Why Experts Predict A Steady Drop In Mortgage Rates And Home Prices Are Soon To Come

As you work to build your down payment and plan for where you'll buy a home, you've likely wondered about home affordability. In recent months, it's become much more expensive to buy a home thanks to rising interest rates and high home values. Yet, some experts believe there are indications that homes will become more within reach to prospective home buyers, especially if cyclical trends follow suit. In short, home-buying costs are high, but they may fall. 

The Federal Reserve's efforts to cool the economy's inflation growth resulted in the increase of interest rates, pushing mortgage rates higher in the last year. Freddie Mac data shows that, in April of 2022, the average mortgage rate was 5.10%. As of the same data for April of 2023, rates on a 30-year, fixed-rate loan stood closer to 6.43%. That doesn't seem like a lot, but it translates into hundreds of dollars more each month, depending on the home's value. Rates haven't cooled yet, but if inflation slows and the economy continues to flounder, the next move home buyers may see is mortgage interest rates dipping back into more affordable territory.

Trends are down and that's a good thing

A quick look at the market could show a rapid up-and-down movement of rates over the last few weeks. That's frustrating to home buyers who are waiting for enough of a dip to secure a lower interest rate while trying to balance limited home inventory. Timing is everything.

Sam Khater, who is the chief economist at Freddie Mac, shared the following (via the National Association of Realtors), "Incoming data suggest the housing market has stabilized from a sales and house price perspective.
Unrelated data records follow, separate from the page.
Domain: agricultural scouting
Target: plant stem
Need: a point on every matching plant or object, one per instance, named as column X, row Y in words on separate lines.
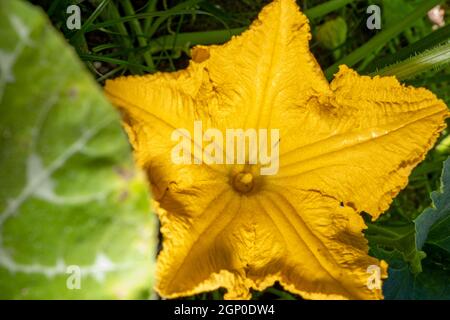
column 137, row 29
column 383, row 37
column 435, row 58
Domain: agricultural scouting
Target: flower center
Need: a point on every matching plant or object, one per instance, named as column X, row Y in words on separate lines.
column 243, row 182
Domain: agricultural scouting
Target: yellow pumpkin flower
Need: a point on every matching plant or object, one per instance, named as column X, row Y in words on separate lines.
column 344, row 147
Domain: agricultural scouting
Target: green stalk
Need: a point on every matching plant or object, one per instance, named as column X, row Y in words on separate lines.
column 324, row 9
column 383, row 37
column 151, row 7
column 137, row 29
column 182, row 41
column 435, row 58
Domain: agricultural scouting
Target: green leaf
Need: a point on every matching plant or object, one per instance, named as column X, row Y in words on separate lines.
column 69, row 195
column 383, row 37
column 332, row 34
column 432, row 283
column 433, row 225
column 433, row 59
column 408, row 238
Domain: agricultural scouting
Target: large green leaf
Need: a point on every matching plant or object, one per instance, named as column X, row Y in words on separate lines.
column 69, row 194
column 433, row 225
column 418, row 252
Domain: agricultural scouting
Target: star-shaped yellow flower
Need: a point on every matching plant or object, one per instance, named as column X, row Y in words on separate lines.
column 344, row 148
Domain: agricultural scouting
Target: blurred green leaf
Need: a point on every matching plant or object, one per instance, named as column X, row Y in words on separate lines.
column 69, row 194
column 426, row 236
column 433, row 225
column 332, row 34
column 432, row 283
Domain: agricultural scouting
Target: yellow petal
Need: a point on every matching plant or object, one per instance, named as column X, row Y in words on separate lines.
column 362, row 142
column 345, row 148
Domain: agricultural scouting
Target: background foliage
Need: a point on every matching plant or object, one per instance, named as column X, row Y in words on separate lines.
column 140, row 36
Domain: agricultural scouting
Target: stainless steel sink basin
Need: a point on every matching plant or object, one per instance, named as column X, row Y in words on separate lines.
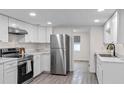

The prospect of lower mortgage rates for the remainder of the year should be welcome news to borrowers who are looking to purchase a home." He attributes that to the slowing of inflation, which could help allow rates to start to come down. That certainly doesn't mean interest rates will be approaching the record-breaking lows they were at just a matter of months ago, though. It could mean monthly house payments come back in line with more realistic expectations of today's borrowers, though.

Home prices may start to fall, too

While lower interest rates help to make homes more affordable, there's also the ongoing problem of high prices. In March of 2023, the median existing home price in the U.S. was $375,700, according to data from NAR. That's up just under 1% from the same time in March of 2022, though home price increases continue to differ significantly across the country. Data shows that even in some areas where home prices are typically much higher, there's a watering down of prices evident. Some people may are moving away from higher cost-of-living communities to areas noted for affordability as well.

Some home sellers are still listing their homes at values that are much higher than they would have been just a few years ago, but data doesn't reflect homes selling at those high price points like they were. That could be due to fewer people in the market buying homes because of unattainable loans and higher costs. While there's no way to know what's to come, the real estate housing market seems to offer some promise for better days ahead in terms of lower costs.